Fast die Hälfte, nämlich 46.6 Prozent, der staatlichen Hilfen seien im vergangenen Jahr nach Zentral- und Südasien geflossen. 23.9 Prozent des Geldes kamen dem Nahen Osten zugute, 22 Prozent gingen nach Afrika (Ende 2011 wurde das Engagement auch für 2012 zugesagt – mehr hier) und ein mit 6.3 Prozent relativ geringer Anteil schließlich auf den Balkan.

Am meisten von türkischen Hilfsgeldern profitiert haben laut dem Medium Pakistan, Syrien, Afghanistan, Somalia, Kirgistan, Libyen, Kasachstan, Irak, Aserbaidschan und Palästina. Sie stellen die Top Ten der Länder, die 2011 am intensivsten von der Türkei bedacht wurden.

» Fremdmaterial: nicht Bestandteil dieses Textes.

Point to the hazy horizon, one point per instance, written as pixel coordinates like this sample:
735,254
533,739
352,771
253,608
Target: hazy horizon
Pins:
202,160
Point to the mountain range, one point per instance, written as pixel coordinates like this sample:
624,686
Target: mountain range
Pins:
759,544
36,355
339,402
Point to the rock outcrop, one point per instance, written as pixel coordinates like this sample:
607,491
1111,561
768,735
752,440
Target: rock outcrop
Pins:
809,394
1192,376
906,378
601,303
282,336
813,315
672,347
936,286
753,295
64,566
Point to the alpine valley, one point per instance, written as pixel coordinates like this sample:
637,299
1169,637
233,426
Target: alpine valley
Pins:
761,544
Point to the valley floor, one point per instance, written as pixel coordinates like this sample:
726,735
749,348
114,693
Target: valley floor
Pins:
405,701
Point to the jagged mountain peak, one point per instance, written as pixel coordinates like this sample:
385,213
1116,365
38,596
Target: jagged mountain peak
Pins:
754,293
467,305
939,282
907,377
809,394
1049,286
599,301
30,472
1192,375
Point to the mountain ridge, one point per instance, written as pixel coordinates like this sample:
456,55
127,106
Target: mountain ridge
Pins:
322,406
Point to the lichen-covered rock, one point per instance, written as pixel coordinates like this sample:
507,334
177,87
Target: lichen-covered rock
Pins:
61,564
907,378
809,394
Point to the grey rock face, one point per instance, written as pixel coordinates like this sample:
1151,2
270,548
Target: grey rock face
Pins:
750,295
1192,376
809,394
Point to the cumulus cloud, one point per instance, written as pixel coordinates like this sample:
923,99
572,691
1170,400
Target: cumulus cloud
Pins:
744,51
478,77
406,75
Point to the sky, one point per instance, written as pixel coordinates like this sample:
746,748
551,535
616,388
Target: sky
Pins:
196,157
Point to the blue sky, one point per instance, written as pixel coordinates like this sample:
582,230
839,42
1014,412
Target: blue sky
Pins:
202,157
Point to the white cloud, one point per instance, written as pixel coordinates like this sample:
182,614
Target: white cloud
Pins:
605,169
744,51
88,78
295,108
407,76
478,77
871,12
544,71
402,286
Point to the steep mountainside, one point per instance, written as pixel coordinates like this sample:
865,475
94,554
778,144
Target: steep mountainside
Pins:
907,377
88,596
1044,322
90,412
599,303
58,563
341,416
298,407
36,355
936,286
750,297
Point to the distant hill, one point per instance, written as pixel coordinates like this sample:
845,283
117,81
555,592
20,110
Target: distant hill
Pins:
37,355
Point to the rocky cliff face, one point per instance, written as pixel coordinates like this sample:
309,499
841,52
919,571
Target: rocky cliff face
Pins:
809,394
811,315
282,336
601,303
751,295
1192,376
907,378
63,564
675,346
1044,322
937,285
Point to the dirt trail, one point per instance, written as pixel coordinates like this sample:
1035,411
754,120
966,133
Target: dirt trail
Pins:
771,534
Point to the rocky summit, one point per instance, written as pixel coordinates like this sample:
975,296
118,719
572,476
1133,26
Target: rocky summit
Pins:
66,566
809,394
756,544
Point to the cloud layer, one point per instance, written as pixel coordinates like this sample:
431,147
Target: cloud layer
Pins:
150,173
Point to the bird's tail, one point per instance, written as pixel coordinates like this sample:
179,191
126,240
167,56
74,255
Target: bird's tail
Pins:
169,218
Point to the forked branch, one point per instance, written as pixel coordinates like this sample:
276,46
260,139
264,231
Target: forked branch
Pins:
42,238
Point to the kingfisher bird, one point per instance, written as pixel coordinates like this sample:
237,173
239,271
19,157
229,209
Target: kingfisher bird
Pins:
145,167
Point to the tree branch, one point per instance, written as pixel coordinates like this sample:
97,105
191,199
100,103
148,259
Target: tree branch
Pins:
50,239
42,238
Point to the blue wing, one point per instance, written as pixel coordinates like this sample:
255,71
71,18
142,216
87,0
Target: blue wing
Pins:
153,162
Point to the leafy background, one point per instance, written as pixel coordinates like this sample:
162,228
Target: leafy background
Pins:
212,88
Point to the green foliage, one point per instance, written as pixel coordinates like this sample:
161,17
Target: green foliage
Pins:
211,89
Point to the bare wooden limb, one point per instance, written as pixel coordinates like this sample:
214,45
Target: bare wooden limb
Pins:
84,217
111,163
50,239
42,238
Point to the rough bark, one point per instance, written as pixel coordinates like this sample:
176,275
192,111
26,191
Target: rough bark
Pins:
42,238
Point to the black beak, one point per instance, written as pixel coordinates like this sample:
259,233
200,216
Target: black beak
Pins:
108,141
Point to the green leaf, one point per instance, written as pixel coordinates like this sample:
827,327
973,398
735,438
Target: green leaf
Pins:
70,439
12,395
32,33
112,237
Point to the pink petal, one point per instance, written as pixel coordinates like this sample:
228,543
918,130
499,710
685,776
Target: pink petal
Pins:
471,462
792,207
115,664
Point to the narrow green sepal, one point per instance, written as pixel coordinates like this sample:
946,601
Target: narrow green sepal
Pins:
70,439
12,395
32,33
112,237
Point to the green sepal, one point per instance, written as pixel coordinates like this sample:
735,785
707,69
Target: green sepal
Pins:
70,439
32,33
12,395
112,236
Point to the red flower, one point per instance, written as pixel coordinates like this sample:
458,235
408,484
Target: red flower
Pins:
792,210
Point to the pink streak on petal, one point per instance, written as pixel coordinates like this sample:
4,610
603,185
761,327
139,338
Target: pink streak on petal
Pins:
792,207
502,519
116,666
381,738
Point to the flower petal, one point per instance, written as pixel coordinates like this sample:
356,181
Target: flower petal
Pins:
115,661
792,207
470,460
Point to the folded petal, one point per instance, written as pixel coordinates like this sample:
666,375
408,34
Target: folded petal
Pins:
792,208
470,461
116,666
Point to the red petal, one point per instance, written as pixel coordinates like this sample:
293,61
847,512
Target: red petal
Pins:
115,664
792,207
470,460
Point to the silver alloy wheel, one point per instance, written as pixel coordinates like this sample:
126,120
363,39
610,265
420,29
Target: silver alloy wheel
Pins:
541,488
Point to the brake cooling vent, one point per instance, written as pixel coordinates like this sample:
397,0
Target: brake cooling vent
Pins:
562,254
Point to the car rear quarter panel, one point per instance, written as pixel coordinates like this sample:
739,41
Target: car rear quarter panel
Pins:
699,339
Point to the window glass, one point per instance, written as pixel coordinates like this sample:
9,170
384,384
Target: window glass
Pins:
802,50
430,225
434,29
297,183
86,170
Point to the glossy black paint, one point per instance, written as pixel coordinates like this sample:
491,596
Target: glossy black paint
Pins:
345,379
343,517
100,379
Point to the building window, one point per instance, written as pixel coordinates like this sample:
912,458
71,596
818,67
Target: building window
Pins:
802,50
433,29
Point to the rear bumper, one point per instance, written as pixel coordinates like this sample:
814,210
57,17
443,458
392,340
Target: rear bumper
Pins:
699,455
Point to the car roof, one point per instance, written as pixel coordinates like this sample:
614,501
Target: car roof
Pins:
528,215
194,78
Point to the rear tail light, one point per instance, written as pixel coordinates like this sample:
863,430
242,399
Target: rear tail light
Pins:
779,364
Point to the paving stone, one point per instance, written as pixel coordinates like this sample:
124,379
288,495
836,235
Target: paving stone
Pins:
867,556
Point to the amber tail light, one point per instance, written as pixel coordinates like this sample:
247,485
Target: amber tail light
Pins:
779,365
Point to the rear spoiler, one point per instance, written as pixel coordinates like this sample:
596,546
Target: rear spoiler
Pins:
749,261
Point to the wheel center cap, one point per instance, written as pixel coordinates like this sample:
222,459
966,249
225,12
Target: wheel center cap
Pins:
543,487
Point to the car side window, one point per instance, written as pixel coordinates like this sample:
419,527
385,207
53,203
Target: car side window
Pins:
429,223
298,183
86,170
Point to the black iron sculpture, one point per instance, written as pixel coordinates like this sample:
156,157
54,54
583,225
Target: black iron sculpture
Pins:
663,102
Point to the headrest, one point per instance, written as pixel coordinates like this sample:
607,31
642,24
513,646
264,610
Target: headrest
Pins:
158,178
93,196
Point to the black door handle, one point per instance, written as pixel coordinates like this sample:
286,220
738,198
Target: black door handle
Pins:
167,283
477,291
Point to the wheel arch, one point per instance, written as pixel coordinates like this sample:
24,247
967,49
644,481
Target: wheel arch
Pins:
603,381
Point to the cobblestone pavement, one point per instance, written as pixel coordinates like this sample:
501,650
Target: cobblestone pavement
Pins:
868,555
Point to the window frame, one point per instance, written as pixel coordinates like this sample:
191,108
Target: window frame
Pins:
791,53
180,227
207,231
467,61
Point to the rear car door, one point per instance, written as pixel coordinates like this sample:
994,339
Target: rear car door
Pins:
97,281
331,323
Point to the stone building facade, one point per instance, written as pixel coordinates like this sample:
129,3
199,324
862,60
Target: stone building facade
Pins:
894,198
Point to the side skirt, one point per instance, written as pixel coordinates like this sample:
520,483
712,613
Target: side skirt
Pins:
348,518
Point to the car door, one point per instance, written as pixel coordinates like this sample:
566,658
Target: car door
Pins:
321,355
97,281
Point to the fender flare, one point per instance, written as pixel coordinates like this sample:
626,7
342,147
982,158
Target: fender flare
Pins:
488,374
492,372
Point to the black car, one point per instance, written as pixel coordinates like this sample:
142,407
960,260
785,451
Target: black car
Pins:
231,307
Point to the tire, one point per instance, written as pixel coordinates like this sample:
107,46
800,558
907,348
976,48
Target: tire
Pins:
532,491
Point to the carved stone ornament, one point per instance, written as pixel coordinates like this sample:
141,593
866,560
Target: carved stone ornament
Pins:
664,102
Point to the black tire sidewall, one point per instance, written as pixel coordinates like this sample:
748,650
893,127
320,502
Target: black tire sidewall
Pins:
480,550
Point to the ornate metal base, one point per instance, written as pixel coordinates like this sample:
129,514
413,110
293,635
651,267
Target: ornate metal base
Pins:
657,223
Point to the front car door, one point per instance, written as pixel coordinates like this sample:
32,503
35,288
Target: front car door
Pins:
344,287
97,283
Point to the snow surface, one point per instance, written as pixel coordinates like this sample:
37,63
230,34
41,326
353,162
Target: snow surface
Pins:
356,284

1,2 Milliarden Dollar Hilfe für Bedürftige: Türkei gibt 2011 rund 32 Prozent mehr als im Vorjahr | DEUTSCH TÜRKISCHE NACHRICHTEN

Insgeheim ist uns der Balkan also scheißegal. :lol:

Auf jeden Fall natürlich unsere herzlichsten Grüße. Aber mal unter uns; so langsam wird's Zeit, ne? Macht endlich was aus eurer Unabhängigkeit.